Schedule (Paris / Pacific Time Zone)
Rana Hanocka She is an Assistant Professor of Computer Science at the University of Chicago. She directs 3DL, a group of enthusiastic researchers passionate about 3D, machine learning, and visual computing. She obtained her Ph.D. in 2021 from Tel Aviv University under the supervision of Daniel Cohen-Or and Raja Giryes. Her research is focused on building artificial intelligence for 3D data, spanning the fields of computer graphics, machine learning, and computer vision. She had recent work on using text for stylizing meshes (Text2Mesh) and localizing regions on 3D shapes (3DHighlighter).
Or Litany He is a senior research scientist at NVIDIA and an incoming assistant professor at the Technion. Before that, he was a postdoc at Stanford University working under Prof. Leonidas Guibas, and FAIR working under Prof. Jitendra Malik. He received his PhD from Tel-Aviv University, where he was advised by Prof. Alex Bronstein. His research interests include deep learning for 3D vision and geometry and learning with reduced supervision. His recent work includes leveraging pretraining language-vision models for 3D scene understanding (ScanNet200).

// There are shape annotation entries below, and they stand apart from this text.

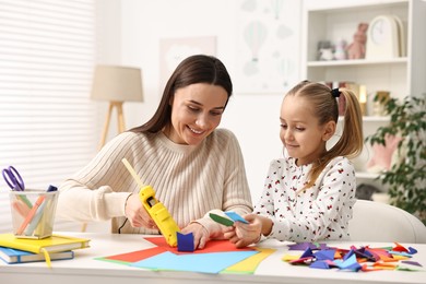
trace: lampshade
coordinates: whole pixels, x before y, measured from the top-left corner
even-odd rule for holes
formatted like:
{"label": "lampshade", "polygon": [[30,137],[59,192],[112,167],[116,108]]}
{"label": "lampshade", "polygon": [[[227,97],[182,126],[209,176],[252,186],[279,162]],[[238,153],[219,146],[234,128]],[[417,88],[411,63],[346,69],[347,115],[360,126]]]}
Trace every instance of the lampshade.
{"label": "lampshade", "polygon": [[97,66],[91,97],[96,100],[143,102],[141,70],[120,66]]}

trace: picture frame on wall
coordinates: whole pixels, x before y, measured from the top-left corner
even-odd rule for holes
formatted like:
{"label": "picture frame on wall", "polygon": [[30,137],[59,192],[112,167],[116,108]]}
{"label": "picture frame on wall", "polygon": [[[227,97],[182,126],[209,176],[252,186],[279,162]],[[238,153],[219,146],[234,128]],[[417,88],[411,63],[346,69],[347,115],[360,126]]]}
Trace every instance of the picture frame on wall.
{"label": "picture frame on wall", "polygon": [[300,1],[238,1],[236,92],[283,94],[298,82],[300,9]]}
{"label": "picture frame on wall", "polygon": [[216,37],[177,37],[159,39],[159,84],[162,88],[176,67],[192,55],[216,55]]}

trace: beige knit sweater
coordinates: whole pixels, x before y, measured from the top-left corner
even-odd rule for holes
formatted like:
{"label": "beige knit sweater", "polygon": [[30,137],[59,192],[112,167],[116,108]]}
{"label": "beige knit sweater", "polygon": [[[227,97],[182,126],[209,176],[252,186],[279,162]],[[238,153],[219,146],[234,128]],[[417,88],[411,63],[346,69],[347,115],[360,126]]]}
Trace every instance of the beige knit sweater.
{"label": "beige knit sweater", "polygon": [[[123,157],[142,182],[153,187],[180,228],[197,221],[211,237],[218,237],[222,228],[210,220],[209,211],[252,211],[238,141],[230,131],[216,129],[197,146],[176,144],[163,132],[119,134],[60,186],[57,217],[80,222],[113,218],[111,230],[117,233],[126,221],[126,199],[140,189],[122,164]],[[133,228],[127,222],[121,233],[158,232]]]}

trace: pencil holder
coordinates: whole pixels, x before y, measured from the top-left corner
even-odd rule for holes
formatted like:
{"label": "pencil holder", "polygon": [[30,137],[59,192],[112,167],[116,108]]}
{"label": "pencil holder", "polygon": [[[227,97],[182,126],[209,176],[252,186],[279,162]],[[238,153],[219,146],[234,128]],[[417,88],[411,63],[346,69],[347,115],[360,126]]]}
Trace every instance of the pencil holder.
{"label": "pencil holder", "polygon": [[13,234],[16,238],[47,238],[54,232],[59,191],[11,191]]}

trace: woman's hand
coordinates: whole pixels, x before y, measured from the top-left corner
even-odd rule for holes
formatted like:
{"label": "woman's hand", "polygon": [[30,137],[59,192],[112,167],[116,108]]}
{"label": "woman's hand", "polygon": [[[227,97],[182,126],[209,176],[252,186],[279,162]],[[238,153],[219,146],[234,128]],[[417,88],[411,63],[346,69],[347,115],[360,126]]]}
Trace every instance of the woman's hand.
{"label": "woman's hand", "polygon": [[257,214],[248,214],[242,216],[249,222],[235,222],[234,226],[224,229],[224,237],[229,239],[237,248],[247,247],[259,241],[262,233],[262,218]]}
{"label": "woman's hand", "polygon": [[193,222],[181,229],[182,234],[192,233],[194,249],[203,249],[210,239],[209,230],[201,224]]}
{"label": "woman's hand", "polygon": [[137,193],[130,194],[127,199],[125,213],[132,227],[157,228]]}

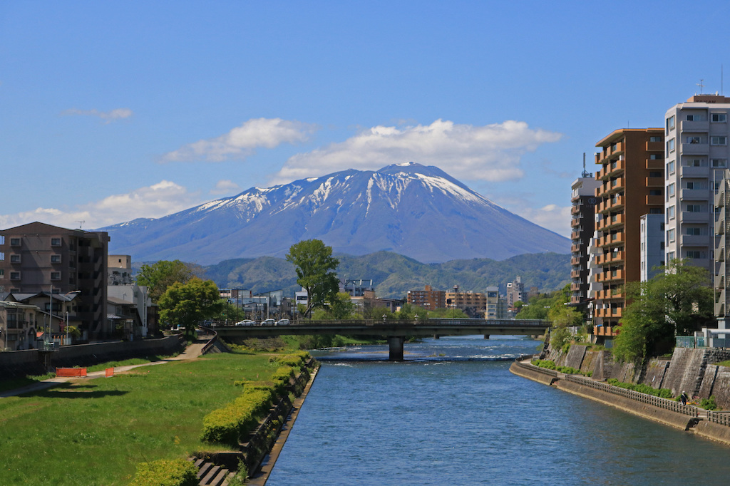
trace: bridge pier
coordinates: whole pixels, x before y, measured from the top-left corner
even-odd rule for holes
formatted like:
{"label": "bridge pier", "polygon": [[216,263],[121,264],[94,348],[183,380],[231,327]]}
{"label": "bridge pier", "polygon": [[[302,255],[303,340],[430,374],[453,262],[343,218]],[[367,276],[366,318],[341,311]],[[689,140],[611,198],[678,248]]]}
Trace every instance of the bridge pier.
{"label": "bridge pier", "polygon": [[403,342],[404,337],[400,336],[393,336],[388,338],[388,360],[402,361],[403,360]]}

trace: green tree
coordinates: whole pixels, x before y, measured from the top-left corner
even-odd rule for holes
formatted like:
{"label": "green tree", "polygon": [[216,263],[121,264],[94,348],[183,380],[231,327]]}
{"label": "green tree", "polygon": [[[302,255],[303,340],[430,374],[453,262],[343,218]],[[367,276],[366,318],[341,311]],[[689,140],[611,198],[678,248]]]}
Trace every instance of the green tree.
{"label": "green tree", "polygon": [[199,277],[204,273],[202,267],[198,265],[180,260],[161,260],[151,265],[142,265],[137,274],[137,284],[148,287],[150,298],[153,302],[158,302],[172,284],[176,282],[186,283],[193,277]]}
{"label": "green tree", "polygon": [[170,285],[160,297],[159,305],[162,323],[184,327],[191,336],[199,323],[223,309],[223,301],[212,280],[194,277],[187,283],[176,282]]}
{"label": "green tree", "polygon": [[339,288],[334,273],[339,261],[332,256],[331,247],[319,239],[304,240],[290,247],[286,259],[294,264],[296,283],[309,296],[305,316],[313,307],[323,307],[325,302],[334,300]]}
{"label": "green tree", "polygon": [[623,309],[613,346],[626,362],[643,361],[669,351],[675,336],[688,335],[712,320],[712,290],[704,269],[672,260],[647,282],[626,288]]}

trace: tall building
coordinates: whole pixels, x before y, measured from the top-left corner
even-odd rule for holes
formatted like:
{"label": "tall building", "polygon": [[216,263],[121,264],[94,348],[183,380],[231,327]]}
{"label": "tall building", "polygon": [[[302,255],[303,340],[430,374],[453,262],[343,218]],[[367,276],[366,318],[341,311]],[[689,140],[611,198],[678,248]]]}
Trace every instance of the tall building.
{"label": "tall building", "polygon": [[[644,215],[664,214],[664,129],[625,128],[601,139],[596,163],[599,267],[594,294],[594,333],[615,335],[626,304],[624,285],[641,278],[640,224]],[[597,286],[596,286],[597,287]]]}
{"label": "tall building", "polygon": [[110,337],[107,320],[109,235],[31,223],[0,231],[0,286],[6,292],[80,290],[76,317],[88,339]]}
{"label": "tall building", "polygon": [[574,305],[588,298],[588,244],[595,231],[596,190],[602,184],[584,169],[570,185],[570,303]]}
{"label": "tall building", "polygon": [[666,260],[715,274],[714,192],[728,166],[730,98],[695,95],[665,115]]}
{"label": "tall building", "polygon": [[446,307],[446,292],[434,290],[431,285],[426,285],[423,290],[408,290],[408,304],[434,310]]}

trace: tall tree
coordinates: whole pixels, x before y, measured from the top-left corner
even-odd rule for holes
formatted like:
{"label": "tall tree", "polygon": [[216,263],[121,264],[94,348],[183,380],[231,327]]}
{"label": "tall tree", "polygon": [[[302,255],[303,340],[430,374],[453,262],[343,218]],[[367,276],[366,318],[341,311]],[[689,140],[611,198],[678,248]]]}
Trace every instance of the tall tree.
{"label": "tall tree", "polygon": [[306,239],[291,245],[286,259],[294,264],[296,283],[309,296],[305,315],[313,307],[322,307],[325,302],[334,301],[339,288],[334,272],[339,261],[332,256],[331,247],[319,239]]}
{"label": "tall tree", "polygon": [[186,263],[180,260],[161,260],[151,265],[142,265],[137,275],[138,285],[150,288],[150,298],[153,302],[159,301],[167,288],[179,282],[187,283],[193,277],[201,277],[202,267]]}
{"label": "tall tree", "polygon": [[686,336],[712,320],[712,289],[707,271],[672,260],[647,282],[626,285],[631,302],[623,309],[613,354],[642,361],[669,351],[675,336]]}
{"label": "tall tree", "polygon": [[187,283],[176,282],[160,298],[160,320],[184,327],[192,336],[198,324],[212,317],[223,307],[218,288],[212,280],[193,277]]}

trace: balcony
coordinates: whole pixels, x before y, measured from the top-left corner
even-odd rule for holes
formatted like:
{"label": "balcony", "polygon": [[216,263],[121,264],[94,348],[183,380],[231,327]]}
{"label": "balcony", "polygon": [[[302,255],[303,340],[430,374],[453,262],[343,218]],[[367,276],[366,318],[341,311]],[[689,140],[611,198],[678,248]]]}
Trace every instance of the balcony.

Chris Paxton He is a robotics research scientist at FAIR Labs. He received his PhD in Computer Science in 2018 from the Johns Hopkins University in Baltimore, Maryland, focusing on using learning to create powerful task and motion planning capabilities for robots operating in human environments. From 2018-2022, he was with NVIDIA at their Seattle robotics lab. His recent work has been focusing on methods to tie together language, perception, and action in order to make robots into robust, versatile assistants for a variety of applications. His work include language grounding with 3D objects and modeling 3D scene representations with CLIP (CLIP-Fields).